Mehrere Tableaus folgten dem der Kleopatra, alle wurden laut gepriesen und leise bekrittelt, bis ganz zuletzt Aurelia in wahrhaft himmlischer Glorie als Raphaels Jardiniere erschien. Die Kinder standen so anmuthig da, sie selbst war in dieser Stellung mit gesenktem Auge so hinreißend schön, daß sogar der Neid verstummen mußte. Ein einziger Athemzug der Bewunderung säuselte durch die Stille des glänzenden Kreises und löste sich erst spät in lauten Beifall auf. Gabrielens für Freude glänzendes Auge traf auf Ottokarn, Dieser starrte vorgebeugt, wie in Bewunderung verloren, noch immer den Vorhang an, welcher schon lange die holde Erscheinung verhüllt hatte. Als sich Ottokar endlich wandte, traf sein Blick auf Gabrielen, er lächelte ihr in theilnehmendem Entzücken wie einer Bekannten zu, und dieser kleine Zufall durchströmte sie mit Empfindungen, die sie zu verstehen weit entfernt war.

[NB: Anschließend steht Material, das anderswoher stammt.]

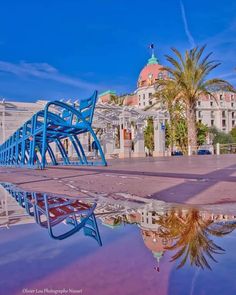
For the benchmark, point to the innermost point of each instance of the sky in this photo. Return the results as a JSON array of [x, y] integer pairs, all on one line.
[[68, 48]]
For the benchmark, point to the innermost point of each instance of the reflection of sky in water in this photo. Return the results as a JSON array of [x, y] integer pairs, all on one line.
[[30, 259]]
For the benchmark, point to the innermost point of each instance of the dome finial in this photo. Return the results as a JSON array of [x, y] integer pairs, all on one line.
[[153, 59]]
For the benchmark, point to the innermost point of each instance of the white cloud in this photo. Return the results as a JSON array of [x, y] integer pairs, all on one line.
[[46, 72]]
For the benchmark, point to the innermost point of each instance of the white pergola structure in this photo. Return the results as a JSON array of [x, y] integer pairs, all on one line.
[[122, 130]]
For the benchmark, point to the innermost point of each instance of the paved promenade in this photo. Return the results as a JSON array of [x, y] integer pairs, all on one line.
[[190, 180]]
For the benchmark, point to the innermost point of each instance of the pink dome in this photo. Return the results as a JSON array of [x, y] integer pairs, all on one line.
[[151, 73]]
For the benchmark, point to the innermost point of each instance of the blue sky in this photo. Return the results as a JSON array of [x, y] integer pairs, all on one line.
[[67, 48]]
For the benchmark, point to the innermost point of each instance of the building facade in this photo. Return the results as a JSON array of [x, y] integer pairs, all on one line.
[[218, 110]]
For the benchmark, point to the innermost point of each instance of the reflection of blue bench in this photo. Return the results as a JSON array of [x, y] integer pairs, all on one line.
[[57, 213], [203, 152], [51, 211], [34, 143]]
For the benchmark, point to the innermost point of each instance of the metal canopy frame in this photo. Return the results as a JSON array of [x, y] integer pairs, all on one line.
[[31, 144]]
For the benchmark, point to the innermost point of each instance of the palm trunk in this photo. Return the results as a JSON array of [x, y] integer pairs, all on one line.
[[192, 129]]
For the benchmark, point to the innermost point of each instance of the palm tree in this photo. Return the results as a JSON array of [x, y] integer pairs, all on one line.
[[189, 74], [167, 96], [191, 235]]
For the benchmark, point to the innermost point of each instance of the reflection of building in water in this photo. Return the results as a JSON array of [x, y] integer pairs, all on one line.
[[150, 230], [148, 217], [10, 211]]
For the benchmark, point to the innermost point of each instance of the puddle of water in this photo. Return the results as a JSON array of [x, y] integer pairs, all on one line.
[[148, 248]]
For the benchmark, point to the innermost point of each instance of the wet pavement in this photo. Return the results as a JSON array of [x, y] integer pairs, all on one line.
[[190, 180], [148, 247]]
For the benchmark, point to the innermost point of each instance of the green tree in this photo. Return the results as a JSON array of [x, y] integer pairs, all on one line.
[[191, 235], [189, 74], [167, 98]]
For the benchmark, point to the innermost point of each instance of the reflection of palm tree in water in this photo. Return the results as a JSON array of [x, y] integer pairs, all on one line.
[[191, 235]]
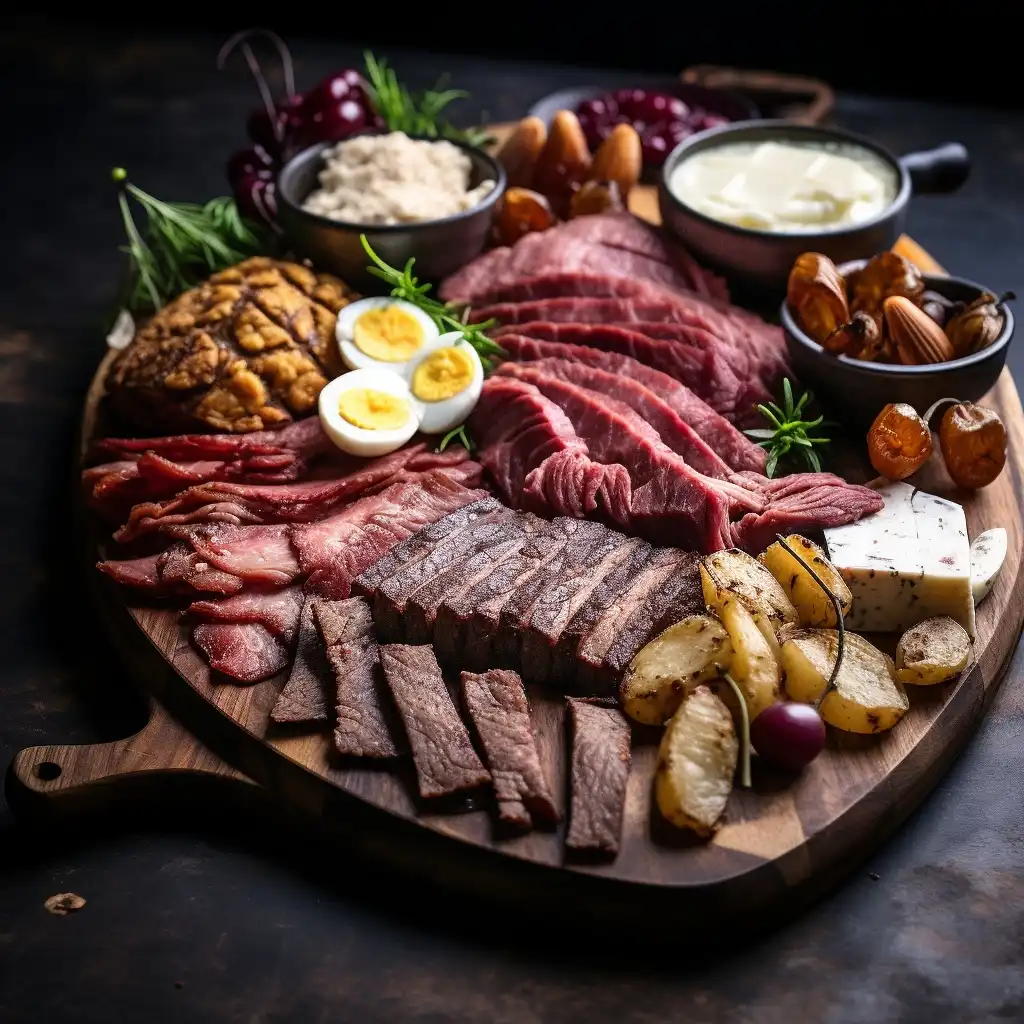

Die Gesellschaft vertheilte sich wieder in den Nebenzimmern, um dort die Damen des Hauses nebst den übrigen bei den Tableaus beschäftigt gewesenen Personen zu erwarten und nochmals mit Bewunderung und Dank zu überschütten. Gabriele blieb mit ihrem Begleiter beinah allein in dem dämmernden Saal, und er benutzte diese Pause, um sich ihr als einen Maler zu erkennen zu geben, dessen bedeutender Name im neuern Gebiet der Kunst ihr schon rühmlichst bekannt war. Signor Ernesto hatte man ihn der Landessitte gemäß in Italien genannt, wo jeder Zuname dem Taufnamen weichen muß, und diese Benennung blieb ihm auch in der Gesellschaft, seitdem er vor kurzem nach einem, viele Jahre langen Aufenthalt in Rom, wieder in sein deutsches Vaterland zurückkehrte.
»Ich war gestern bei Ihrer Ankunft zugegen, mein theures Fräulein,« sprach Ernesto weiter zu Gabrielen, »ich erkannte in Ihnen beim ersten Blick das Ebenbild Ihrer Mutter; so wie Sie jetzt vor mir stehen, so sah ich sie einst in Rom, jugendlich blühend, mit glänzendem Auge vor den hohen Wundern der unsterblichen Kunst. Mir ward das seltene Glück, ihr Begleiter auf ihren Wanderungen durch die Königin der Städte, ihr erster Lehrer in der bildenden Kunst zu seyn; ich werde auch Ihr Lehrer, Gabriele, ich habe mich schon gestern bei der Gräfin dazu erboten, sobald ich den Zweck Ihres hiesigen Aufenthaltes vernahm. Schlagen Sie es mir nicht ab, Sie brauchen einen väterlichen Freund zu Schutz und Rath, der will ich Ihnen werden, und ich kann es nur, wenn der Unterricht im Zeichnen mir Gelegenheit verschafft, Sie täglich ohne äußre Störung zu sehen.